How to assign a short string to a longer one

Projects Programming
1

I'm struggling to understand this error message

incompatible types in assignment of 'const char [5]' to 'char [30]'

From this code

void setup() {
  // put your setup code here, to run once:
struct myID
{
  unsigned int MyNumber;
  char MyName[30];
} Me;

Me.MyNumber = 3;
Me.MyName ="Fred";
}

void loop() {
  // put your main code here, to run repeatedly:

}

As I understand it, I can declare a string of characters longer than I need and the assign any shorter string of characters to it.

What am I missing?

2

"=" copies a single object and an array of chars is more that one object

"Fred" refers to the location of that string (of characters) in memory. so when you write = "Fred", you're saying copy the location of "Fred" in memory to the left hand side of the "=".

you would typically use strcpy to copy the array of characters to another array of characters

you would also assign the location of a string to a pointer -- char *s = "Fred"

i would suggest to statically initialize a variable of the structure.

struct myID
{
    unsigned int MyNumber;
    char MyName[30];
};

struct myID Me = {3, "Fred" };

or

struct myID mes [] = {
    {  3, "Fred" },
    { 50, "Tom" },
    { 59, "Sue" },
};

#define N_MES   (sizeof(mes)/sizeof(MyId))
3

Use strcpy(Me.MyName ,"Fred");

and include the c string library

#include <string.h>

4

Thank you all.
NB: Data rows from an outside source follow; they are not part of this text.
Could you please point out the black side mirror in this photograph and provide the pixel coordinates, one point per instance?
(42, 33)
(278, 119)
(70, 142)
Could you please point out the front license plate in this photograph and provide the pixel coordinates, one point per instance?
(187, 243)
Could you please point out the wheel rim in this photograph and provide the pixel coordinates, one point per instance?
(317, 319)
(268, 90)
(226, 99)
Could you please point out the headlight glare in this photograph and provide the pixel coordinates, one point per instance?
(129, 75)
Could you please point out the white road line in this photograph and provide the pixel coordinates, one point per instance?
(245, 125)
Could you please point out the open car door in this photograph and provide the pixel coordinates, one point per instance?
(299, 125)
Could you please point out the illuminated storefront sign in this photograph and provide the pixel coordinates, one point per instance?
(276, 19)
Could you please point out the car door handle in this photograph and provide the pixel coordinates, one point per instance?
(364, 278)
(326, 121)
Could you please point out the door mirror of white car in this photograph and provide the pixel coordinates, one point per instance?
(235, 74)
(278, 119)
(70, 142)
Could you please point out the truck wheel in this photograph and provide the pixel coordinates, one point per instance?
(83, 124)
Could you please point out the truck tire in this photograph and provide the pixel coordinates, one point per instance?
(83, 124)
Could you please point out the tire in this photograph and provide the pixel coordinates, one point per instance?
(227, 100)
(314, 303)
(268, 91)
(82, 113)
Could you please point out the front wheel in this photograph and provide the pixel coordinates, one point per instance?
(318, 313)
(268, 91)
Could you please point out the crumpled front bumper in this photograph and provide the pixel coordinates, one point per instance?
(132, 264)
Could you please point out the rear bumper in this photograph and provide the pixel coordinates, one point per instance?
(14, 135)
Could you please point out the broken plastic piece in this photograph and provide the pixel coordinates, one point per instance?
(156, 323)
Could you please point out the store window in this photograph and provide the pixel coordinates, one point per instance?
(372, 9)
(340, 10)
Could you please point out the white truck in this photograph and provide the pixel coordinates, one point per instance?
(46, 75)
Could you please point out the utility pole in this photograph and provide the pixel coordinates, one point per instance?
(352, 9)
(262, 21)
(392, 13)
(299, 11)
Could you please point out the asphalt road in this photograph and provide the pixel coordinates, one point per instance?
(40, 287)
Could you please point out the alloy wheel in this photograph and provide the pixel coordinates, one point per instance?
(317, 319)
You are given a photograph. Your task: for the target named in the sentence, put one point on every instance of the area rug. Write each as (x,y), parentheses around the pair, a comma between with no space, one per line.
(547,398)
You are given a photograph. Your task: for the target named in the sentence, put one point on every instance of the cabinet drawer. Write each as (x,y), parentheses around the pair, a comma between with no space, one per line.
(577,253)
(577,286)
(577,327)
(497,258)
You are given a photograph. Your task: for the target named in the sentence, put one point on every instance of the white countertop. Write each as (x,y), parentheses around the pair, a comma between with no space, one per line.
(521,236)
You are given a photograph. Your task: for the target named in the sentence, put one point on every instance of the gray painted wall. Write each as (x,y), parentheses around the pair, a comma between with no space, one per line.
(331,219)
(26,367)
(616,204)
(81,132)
That makes sense. Looking for guidance, I followed the example here

https://www.arduino.cc/reference/en/language/variables/data-types/string/

Where Str6 is declared larger than needed.

All of the following are valid declarations for strings.

char Str1[15];
char Str2[8] = {'a', 'r', 'd', 'u', 'i', 'n', 'o'};
char Str3[8] = {'a', 'r', 'd', 'u', 'i', 'n', 'o', '\0'};
char Str4[] = "arduino";
char Str5[8] = "arduino";
char Str6[15] = "arduino";

Possibilities for declaring strings

Declare an array of chars without initializing it as in Str1

Declare an array of chars (with one extra char) and the compiler will add the required null character, as in Str2

Explicitly add the null character, Str3

Initialize with a string constant in quotation marks; the compiler 
will size the array to fit the string constant and a terminating null character, Str4

Initialize the array with an explicit size and string constant, Str5

Initialize the array, leaving extra space for a larger string, Str6

So that only applies when declaring the string.

5

All of the following are valid declarations for strings.

char Str3[8] = {'a', 'r', 'd', 'u', 'i', 'n', 'o', '\0'};

Declare an array of chars (with one extra char) and the compiler will add the required null character, as in Str2

Be careful with this. The compiler is only guaranteed to add the required zero if the string is declared globally or locally as static. As written, if it is simply declared local then there is no way of knowing what the final character will be.

6 
char Str2[8] = {'a', 'r', 'd', 'u', 'i', 'n', 'o'};

This works (for globals) only because entries that are not explicitly initialized are initialized to zero and you explicitly set the array size to one greater than the number of initializers.

For example:

char Str2a[] = {'a', 'r', 'd', 'u', 'i', 'n', 'o'};

This does not work because the array length is set to the number of explicitly initialized entries. You end up without a null terminator.

[copde]char Str3[8] = {'a', 'r', 'd', 'u', 'i', 'n', 'o', '\0'};
char Str3a[] = {'a', 'r', 'd', 'u', 'i', 'n', 'o', '\0'};[/code]
This works in both cases because you explicitly include a null terminator.